Google's search plan could bring enterprise search to the masses

Google's search plan could bring enterprise search to the masses

Google’s mission is “to organise the world’s information and make it universally accessible and useful”. So far it has barely scratched the surface, because most of the world’s information is stored on corporate servers, behind firewalls. This makes Google’s enterprise search strategy important, even if it does not make economic sense at the moment.

Google entered the enterprise search market in 2002 with the rack-mounted Google Search Appliance (GSA), a dedicated combination of hardware and software designed simply to “plug in and go”. It has now added the Google Mini, which searches up to 50,000 documents for £1,295, or up to 300,000 for £4,000.

This is well within the reach of small companies who would never normally consider an enterprise search product, and it is easy to buy direct from Google’s website.

So far, Google’s search appliance businesses only contribute to about 1% of its turnover, and the whole enterprise search market is too small to be worth the effort, even if Google owned all of it. But it does make sense if Google can expand that market to hundreds of thousands and ultimately, perhaps, millions of small businesses.

That process has now started and in a break with tradition, Google is doing it through partners.
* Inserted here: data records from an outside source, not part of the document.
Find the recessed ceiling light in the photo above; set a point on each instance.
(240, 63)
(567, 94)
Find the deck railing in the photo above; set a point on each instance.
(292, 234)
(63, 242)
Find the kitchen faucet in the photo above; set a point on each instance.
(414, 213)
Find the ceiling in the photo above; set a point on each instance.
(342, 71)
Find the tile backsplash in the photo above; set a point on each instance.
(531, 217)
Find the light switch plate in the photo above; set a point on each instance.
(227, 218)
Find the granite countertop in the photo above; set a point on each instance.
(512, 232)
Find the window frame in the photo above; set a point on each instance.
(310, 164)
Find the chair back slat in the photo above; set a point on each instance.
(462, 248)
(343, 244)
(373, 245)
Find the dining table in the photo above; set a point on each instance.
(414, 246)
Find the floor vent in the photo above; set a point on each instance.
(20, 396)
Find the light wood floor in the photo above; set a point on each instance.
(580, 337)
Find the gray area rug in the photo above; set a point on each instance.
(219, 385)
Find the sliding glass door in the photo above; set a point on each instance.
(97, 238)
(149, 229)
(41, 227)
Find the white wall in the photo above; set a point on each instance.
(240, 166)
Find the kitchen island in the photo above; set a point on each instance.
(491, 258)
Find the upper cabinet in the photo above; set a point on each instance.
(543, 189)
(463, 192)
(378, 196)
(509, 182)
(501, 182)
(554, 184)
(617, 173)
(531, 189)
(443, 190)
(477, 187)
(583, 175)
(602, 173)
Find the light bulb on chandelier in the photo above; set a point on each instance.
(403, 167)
The argument runs as follows: if you want to organise the world’s NetSuite data, sign up NetSuite as a partner and get it to develop a module that will work with your search appliance.

Google already has NetSuite, Oracle, Cognos, SAS,, Bearing Point and others involved. These all have modules to display search data via the Google Onebox for Enterprise feature, which is similar to the way that weather and travel information is added to Google web searches.
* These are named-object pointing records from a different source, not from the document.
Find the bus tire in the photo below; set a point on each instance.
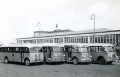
(109, 62)
(101, 60)
(27, 62)
(75, 60)
(6, 60)
(44, 62)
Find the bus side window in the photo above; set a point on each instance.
(92, 49)
(40, 50)
(17, 49)
(11, 49)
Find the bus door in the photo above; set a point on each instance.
(17, 54)
(68, 53)
(49, 52)
(44, 49)
(22, 51)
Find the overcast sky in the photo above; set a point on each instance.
(18, 18)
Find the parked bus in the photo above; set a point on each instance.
(53, 53)
(77, 53)
(27, 54)
(102, 53)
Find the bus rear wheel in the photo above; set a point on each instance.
(75, 61)
(6, 60)
(109, 62)
(101, 60)
(27, 62)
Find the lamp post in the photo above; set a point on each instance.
(94, 25)
(39, 29)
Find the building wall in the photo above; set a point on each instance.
(85, 38)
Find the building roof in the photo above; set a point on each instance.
(91, 31)
(57, 30)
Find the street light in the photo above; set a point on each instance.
(39, 29)
(94, 25)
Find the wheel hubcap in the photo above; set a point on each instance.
(6, 61)
(27, 62)
(75, 61)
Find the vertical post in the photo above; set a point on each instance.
(39, 30)
(94, 26)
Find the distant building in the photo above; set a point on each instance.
(102, 35)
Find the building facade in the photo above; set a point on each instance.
(102, 35)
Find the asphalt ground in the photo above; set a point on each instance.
(59, 70)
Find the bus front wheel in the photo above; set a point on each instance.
(27, 62)
(6, 60)
(101, 60)
(75, 61)
(109, 62)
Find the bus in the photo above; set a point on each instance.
(77, 53)
(102, 53)
(53, 53)
(27, 53)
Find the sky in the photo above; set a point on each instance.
(18, 18)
Of course, Google is not going to get involved with every company that has developed a business application. However, it has published an applications programming interface and a set of guidelines for writing Onebox modules, and put a free software development kit on its website.

Companies that have data locked in programs developed in-house can develop a module for Google’s search system. Third parties can develop modules for applications even if the publisher does not: there are already modules for Microsoft Exchange, for example.

And although Google searches are generally associated with crawling a relatively static web, the new GSA approach does not have such limitations. Indeed, if you can convert your data into an XML feed then you can write a custom connector (eg. a Python script) to feed it into the Google Search Appliance. Even real time data can be handled this way.